O exercício da medicina tem pela frente o desafio de equilibrar-se entre dominar o conhecimento científico e, ao mesmo tempo, ser capaz de dar acolhimento humano aos seres humanos que necessitam de atenção médica.
A questão é clara: os médicos, ao ganharem em ciência, perdem em coração? Decidi explorar o tema a partir de como a prática médica é compreendida pelo olhar das artes visuais e do cinema.
Parto da hipótese de que as artes expressam com mais precisão a atuação dos médicos do que os próprios médicos, imersos na intensidade da própria profissão. Comecei com as ilustrações de Norman Rockwell, o genial desenhista das capas do Saturday Evening Post, que retratava um médico paternal e amigo, e com os filmes da década de 1930 do Dr.
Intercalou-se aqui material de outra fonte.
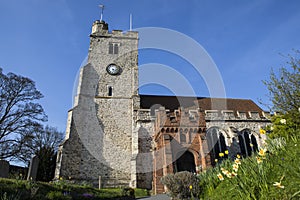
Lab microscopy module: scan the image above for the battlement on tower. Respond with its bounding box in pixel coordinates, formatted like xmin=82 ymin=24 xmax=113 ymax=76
xmin=204 ymin=110 xmax=271 ymax=121
xmin=90 ymin=20 xmax=138 ymax=39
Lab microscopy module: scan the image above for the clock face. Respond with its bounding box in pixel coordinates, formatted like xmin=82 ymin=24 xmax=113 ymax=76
xmin=106 ymin=64 xmax=121 ymax=75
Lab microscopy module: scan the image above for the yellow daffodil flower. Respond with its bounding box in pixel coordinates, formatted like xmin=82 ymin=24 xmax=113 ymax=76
xmin=259 ymin=129 xmax=266 ymax=135
xmin=217 ymin=173 xmax=224 ymax=181
xmin=256 ymin=156 xmax=262 ymax=164
xmin=232 ymin=164 xmax=239 ymax=172
xmin=234 ymin=158 xmax=241 ymax=165
xmin=231 ymin=172 xmax=237 ymax=177
xmin=273 ymin=182 xmax=284 ymax=189
xmin=280 ymin=119 xmax=286 ymax=124
xmin=258 ymin=149 xmax=267 ymax=157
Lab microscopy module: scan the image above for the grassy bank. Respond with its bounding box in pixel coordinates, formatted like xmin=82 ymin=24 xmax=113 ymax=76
xmin=0 ymin=178 xmax=148 ymax=200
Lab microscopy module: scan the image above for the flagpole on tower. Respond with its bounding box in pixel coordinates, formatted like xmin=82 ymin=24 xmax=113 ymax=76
xmin=99 ymin=4 xmax=104 ymax=22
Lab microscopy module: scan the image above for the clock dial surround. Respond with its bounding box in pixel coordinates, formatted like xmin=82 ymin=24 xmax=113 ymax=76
xmin=106 ymin=64 xmax=121 ymax=75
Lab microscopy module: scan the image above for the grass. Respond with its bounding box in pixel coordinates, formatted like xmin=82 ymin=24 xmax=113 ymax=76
xmin=0 ymin=178 xmax=148 ymax=200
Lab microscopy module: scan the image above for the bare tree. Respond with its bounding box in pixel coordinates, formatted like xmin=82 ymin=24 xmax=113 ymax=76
xmin=16 ymin=126 xmax=64 ymax=181
xmin=0 ymin=68 xmax=47 ymax=159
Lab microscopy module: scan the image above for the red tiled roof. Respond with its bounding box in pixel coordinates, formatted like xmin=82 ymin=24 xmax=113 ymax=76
xmin=140 ymin=95 xmax=263 ymax=112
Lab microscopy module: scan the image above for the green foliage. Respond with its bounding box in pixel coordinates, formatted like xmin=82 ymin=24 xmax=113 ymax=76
xmin=268 ymin=111 xmax=300 ymax=139
xmin=264 ymin=51 xmax=300 ymax=115
xmin=0 ymin=178 xmax=148 ymax=200
xmin=161 ymin=171 xmax=200 ymax=199
xmin=46 ymin=191 xmax=72 ymax=200
xmin=199 ymin=134 xmax=300 ymax=199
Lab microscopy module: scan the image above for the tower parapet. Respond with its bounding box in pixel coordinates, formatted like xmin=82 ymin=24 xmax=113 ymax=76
xmin=91 ymin=20 xmax=138 ymax=39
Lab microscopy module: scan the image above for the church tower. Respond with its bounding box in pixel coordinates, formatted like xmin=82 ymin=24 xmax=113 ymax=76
xmin=55 ymin=20 xmax=139 ymax=187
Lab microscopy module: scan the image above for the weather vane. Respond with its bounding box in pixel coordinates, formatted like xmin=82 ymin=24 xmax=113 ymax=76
xmin=99 ymin=4 xmax=104 ymax=22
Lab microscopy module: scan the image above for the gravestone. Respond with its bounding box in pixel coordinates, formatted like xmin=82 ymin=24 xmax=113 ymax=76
xmin=0 ymin=160 xmax=9 ymax=178
xmin=27 ymin=156 xmax=39 ymax=181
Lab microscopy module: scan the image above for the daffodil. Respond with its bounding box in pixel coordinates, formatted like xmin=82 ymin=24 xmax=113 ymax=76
xmin=231 ymin=172 xmax=237 ymax=177
xmin=256 ymin=156 xmax=262 ymax=164
xmin=217 ymin=173 xmax=224 ymax=181
xmin=226 ymin=172 xmax=232 ymax=178
xmin=273 ymin=182 xmax=284 ymax=189
xmin=232 ymin=164 xmax=239 ymax=172
xmin=258 ymin=149 xmax=267 ymax=157
xmin=280 ymin=119 xmax=286 ymax=124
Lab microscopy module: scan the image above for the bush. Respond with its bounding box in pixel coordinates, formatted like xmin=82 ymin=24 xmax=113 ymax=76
xmin=46 ymin=191 xmax=72 ymax=200
xmin=161 ymin=171 xmax=200 ymax=199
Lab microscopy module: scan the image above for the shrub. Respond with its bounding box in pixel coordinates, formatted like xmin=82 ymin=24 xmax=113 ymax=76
xmin=161 ymin=171 xmax=200 ymax=199
xmin=46 ymin=191 xmax=72 ymax=200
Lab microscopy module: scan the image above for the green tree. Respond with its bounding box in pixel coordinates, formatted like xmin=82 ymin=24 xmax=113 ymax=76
xmin=0 ymin=68 xmax=47 ymax=160
xmin=264 ymin=51 xmax=300 ymax=123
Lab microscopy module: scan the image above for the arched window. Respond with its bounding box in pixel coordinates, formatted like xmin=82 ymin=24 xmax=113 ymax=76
xmin=238 ymin=129 xmax=258 ymax=157
xmin=206 ymin=127 xmax=228 ymax=165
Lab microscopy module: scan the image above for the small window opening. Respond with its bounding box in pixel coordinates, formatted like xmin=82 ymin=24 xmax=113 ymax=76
xmin=108 ymin=43 xmax=119 ymax=54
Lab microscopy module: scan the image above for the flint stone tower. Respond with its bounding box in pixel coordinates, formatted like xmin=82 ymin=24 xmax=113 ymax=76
xmin=55 ymin=20 xmax=270 ymax=193
xmin=55 ymin=20 xmax=139 ymax=187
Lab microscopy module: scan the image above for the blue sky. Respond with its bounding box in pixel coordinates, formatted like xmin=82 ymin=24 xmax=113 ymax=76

Kildare, que tiveram como protagonista Lew Ayres, personagem revivido na série de TV dos anos 1960 por Richard Chamberlain.
Rockwell ou Kildare representavam médicos humanos, desprovidos de ambição, com total comprometimento aos seus pacientes. Segui com o Dr. Frankenstein, de James Whale, que em 1931 retratou o temor do poder da medicina (coincidindo com as primeiras cirurgias torácicas e cardíacas), onde o médico era punido pela sua própria criatura, ao tentar ousar interferir com a vida e a morte.
Nos anos 1970 e 1980, os médicos descem mais um degrau. Ou fazem parte de corporações inescrupulosas que, ao lançar substâncias tóxicas no esgoto, fazem surgir um jacaré gigante a aterrorizar New York (imprudência) ou médicos cínicos, como os que Roger Altman descreveu em MASH, incapazes de se compadecer dos pacientes mesmo em meio a uma guerra pavorosa.
Terminei finalmente com o Dr. House, exemplo de médico tecnicamente brilhante, mas incapaz de enxergar o doente que sofre e sim valoriza apenas a doença. Hoje, como professor de medicina, sinto que estamos mais preparados a formar Houses do que Kildares. Nossos pacientes anseiam por uma combinação virtuosa de ambos. Este é o desafio que se apresenta a todos nós, professores de medicina.